Cold, hungry and need something filling to stop your rumbling stomach? Try the BCM (Bacon, Cheese and Mushroom) Hot Potato. This recipe has been created for two people but you can make as much as you like. For example, if you want to serve four people, just double the recipe.
3 x Short cut Bacon Rashers 4 x Mushrooms cup grated cheese 2 x medium sized potatoes (washed) 2 tablespoons Sour Cream 1 teaspoon Butter
1. Preheat oven to 180ºC. 2. Dice bacon rashers.
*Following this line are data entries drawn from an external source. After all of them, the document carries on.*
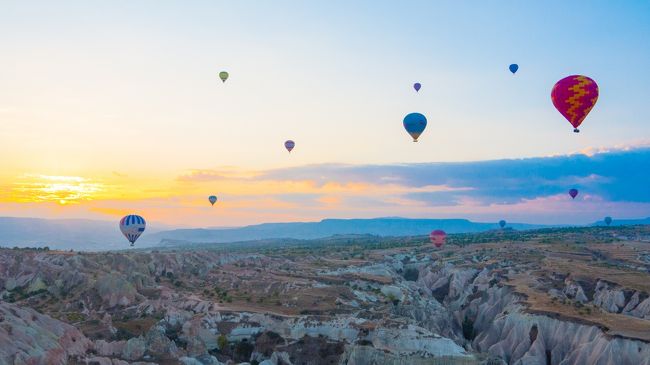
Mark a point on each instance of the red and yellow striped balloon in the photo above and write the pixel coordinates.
(574, 97)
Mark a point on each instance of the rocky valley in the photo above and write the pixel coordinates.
(548, 296)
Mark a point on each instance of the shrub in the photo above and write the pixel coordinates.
(222, 342)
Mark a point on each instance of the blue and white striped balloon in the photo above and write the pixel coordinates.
(132, 227)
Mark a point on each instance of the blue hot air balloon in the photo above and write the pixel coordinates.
(132, 227)
(414, 124)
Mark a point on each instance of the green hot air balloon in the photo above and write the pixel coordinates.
(223, 75)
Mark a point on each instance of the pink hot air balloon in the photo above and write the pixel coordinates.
(289, 145)
(438, 237)
(574, 97)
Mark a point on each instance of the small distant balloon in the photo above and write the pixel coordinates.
(223, 75)
(438, 237)
(415, 123)
(574, 97)
(132, 227)
(289, 145)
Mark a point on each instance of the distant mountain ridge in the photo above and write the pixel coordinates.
(328, 227)
(77, 234)
(94, 235)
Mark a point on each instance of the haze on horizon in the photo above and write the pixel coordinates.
(115, 108)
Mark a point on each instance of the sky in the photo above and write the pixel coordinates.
(110, 108)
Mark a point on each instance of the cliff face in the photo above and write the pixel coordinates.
(393, 308)
(28, 337)
(501, 326)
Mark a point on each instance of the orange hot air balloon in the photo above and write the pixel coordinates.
(438, 238)
(574, 97)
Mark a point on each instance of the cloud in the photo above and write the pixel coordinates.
(615, 176)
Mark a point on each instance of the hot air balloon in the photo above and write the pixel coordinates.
(438, 238)
(132, 227)
(289, 145)
(414, 124)
(574, 97)
(223, 75)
Peel and dice mushrooms. 3. Turn fry pan on medium heat and add 1 teaspoon of butter.
4. Add bacon and mushrooms to heated frypan. Cook until slightly brown.
5. Pierce each potato with a knife and cut a small hollow out from the middle of the potatoes making enough room to add your filling. If you need to hollow more potato out just use a teaspoon.
6. Fill potatoes with cooked bacon and mushroom.
7. Put grated cheese on top of each potato. Wrap potatoes (and potato tops) in alfoil leaving the top slightly exposed so the cheese can melt over it.
8. Place potatoes on oven tray and cook for 45 minutes or until potato is soft. You can prick potato with a skewer to check if it's soft enough.
9. When cooked, place potatoes on a plate and remove alfoil.
10. Add 1 tablespoon of sour cream on top of each.
11. Ready, set, eat.
Variations: The BCM Hot Potato is also good as a side dish. I added a serving of leftover bolognese mince with mine. You can also try adding different ingredients to the filling, for example, shallots or onion. Just make sure your filling is not too big to fit into the potatoes (this has been known to happen on occasion).